Many statements from Democratic candidates and sitting senators on Saturday mentioned the potential demise of the Affordable Care Act as a primary reason to go after Barrett. And while national polls may be on Democrats’ side in pushing the nomination until after the election, it will be difficult to shake Barrett’s support. GOP leaders say she essentially already has the votes to be confirmed before the election.
Schumer acknowledges that difficulty, but says outside pressure could make the difference. It will begin Sunday, when progressive groups will hold a rally at the Supreme Court in opposition to Barrett taking the seat of late Justice Ruth Bader Ginsburg.
“Given Senate Republicans’ monomaniacal drive to fill this vacancy as quickly as possible, the best way to defend those rights is a bipartisan majority that will refuse to vote on a Supreme Court nominee before the election,” Schumer said. “This will not happen on its own. It requires public pressure on Senate Republicans. Health care remains the best way to keep the pressure up.”
Schumer is trying to net at least three seats in the fall Senate races to take back the majority.
Some Republicans acknowledge health care has been a liability for the party politically. The GOP campaigned for years against the Affordable Care Act, only to fall short in repealing it. The Trump administration now backs a lawsuit that could gut the law even as it talks about preserving protections for pre-existing conditions.

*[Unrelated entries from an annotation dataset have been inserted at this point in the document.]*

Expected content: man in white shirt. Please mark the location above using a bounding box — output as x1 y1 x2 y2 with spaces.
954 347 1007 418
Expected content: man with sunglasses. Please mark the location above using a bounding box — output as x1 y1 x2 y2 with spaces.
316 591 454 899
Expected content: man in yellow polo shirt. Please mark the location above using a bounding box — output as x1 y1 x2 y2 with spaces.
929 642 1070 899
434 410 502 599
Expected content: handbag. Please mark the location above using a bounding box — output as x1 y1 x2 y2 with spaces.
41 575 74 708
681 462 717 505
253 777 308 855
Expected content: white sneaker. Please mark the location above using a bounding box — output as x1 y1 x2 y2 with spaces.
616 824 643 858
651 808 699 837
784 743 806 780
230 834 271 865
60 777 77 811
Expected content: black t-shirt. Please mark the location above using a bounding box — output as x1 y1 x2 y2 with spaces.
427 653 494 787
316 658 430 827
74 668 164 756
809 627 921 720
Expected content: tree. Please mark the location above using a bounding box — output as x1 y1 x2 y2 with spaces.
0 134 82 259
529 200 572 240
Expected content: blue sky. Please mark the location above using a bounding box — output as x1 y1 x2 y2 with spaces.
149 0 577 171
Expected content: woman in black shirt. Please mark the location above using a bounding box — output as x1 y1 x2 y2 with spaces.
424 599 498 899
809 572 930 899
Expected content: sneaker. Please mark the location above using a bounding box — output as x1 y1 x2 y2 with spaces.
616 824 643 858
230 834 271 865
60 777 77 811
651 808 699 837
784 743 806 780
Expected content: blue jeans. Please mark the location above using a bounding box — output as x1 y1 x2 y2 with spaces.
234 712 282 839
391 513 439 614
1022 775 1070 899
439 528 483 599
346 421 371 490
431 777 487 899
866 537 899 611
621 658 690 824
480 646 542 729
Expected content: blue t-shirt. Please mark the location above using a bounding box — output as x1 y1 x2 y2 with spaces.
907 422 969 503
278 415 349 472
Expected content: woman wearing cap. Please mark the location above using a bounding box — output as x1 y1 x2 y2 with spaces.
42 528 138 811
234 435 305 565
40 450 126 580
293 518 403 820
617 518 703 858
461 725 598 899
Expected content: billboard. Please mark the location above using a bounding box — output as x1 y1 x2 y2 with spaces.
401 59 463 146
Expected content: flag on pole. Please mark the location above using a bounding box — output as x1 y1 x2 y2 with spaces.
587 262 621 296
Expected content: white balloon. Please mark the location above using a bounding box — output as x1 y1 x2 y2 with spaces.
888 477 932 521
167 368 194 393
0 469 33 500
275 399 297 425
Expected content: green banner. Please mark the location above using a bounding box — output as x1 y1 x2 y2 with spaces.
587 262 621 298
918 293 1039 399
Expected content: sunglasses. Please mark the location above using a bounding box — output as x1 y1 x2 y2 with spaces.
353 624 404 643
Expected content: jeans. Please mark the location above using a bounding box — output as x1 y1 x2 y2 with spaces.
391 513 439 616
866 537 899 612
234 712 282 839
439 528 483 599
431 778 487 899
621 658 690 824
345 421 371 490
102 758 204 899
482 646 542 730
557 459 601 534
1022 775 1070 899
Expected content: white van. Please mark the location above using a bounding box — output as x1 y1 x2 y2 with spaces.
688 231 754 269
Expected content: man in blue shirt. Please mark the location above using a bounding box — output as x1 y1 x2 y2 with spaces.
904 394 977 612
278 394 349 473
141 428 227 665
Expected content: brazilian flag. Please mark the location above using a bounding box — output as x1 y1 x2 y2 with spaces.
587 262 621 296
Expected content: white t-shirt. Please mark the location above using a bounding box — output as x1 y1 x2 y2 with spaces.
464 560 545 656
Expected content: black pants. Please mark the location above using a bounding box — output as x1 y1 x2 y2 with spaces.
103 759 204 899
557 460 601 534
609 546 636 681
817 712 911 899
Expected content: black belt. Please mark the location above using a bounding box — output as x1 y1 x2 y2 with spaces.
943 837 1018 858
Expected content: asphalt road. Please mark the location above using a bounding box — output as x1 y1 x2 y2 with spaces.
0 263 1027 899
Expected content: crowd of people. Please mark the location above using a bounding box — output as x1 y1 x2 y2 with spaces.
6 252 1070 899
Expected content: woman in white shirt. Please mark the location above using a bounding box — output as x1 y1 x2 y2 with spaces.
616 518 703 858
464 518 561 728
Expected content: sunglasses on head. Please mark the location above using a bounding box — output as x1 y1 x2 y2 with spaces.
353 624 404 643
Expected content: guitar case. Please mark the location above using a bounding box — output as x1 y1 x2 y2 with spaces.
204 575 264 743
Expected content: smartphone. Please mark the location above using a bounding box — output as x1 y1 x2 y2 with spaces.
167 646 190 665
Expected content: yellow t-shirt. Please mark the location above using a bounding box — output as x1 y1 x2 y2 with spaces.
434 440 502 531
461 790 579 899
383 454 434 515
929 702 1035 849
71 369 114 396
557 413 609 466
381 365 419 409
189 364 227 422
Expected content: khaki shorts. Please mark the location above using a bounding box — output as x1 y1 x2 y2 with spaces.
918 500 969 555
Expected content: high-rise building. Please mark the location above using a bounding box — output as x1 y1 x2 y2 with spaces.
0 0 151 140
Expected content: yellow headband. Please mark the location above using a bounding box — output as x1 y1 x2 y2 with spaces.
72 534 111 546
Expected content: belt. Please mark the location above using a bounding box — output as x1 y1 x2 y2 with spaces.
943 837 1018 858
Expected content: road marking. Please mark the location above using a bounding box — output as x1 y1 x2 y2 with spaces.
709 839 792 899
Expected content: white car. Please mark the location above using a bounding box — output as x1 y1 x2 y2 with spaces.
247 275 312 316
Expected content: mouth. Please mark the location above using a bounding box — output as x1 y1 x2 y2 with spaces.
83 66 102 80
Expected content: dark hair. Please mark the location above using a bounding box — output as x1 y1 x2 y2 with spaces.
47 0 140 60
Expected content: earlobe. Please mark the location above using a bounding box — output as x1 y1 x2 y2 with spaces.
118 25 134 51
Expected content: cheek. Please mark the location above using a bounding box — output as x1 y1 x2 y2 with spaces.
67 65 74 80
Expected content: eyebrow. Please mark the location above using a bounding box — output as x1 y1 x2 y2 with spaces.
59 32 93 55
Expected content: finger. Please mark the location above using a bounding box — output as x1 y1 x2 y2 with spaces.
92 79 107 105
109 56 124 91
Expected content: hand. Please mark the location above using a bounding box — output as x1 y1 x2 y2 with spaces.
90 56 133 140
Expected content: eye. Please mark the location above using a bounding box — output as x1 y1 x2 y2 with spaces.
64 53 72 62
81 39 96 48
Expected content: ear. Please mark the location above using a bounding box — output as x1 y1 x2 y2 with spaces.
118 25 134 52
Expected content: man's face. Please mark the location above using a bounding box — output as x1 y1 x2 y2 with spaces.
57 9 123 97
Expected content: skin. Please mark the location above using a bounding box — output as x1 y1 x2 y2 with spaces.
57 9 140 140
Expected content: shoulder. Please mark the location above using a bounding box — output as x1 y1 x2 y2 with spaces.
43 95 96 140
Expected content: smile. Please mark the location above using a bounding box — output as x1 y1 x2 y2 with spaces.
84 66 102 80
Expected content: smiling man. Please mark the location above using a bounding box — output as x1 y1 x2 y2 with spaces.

“That’s been kind of a silly thing to pursue when we’re all publicly saying we’re for covering pre-existing conditions,” said Sen. Mike Braun (R-Ind.). “It gives them too much political fodder to work with, that we’re wanting to get rid of Obamacare, which its whole essence was to cover pre-existing conditions and no caps on coverage. That’s been a strategic error on the part of Republicans.”
That lawsuit could be among the first orders of business for Barrett if she is confirmed before the election.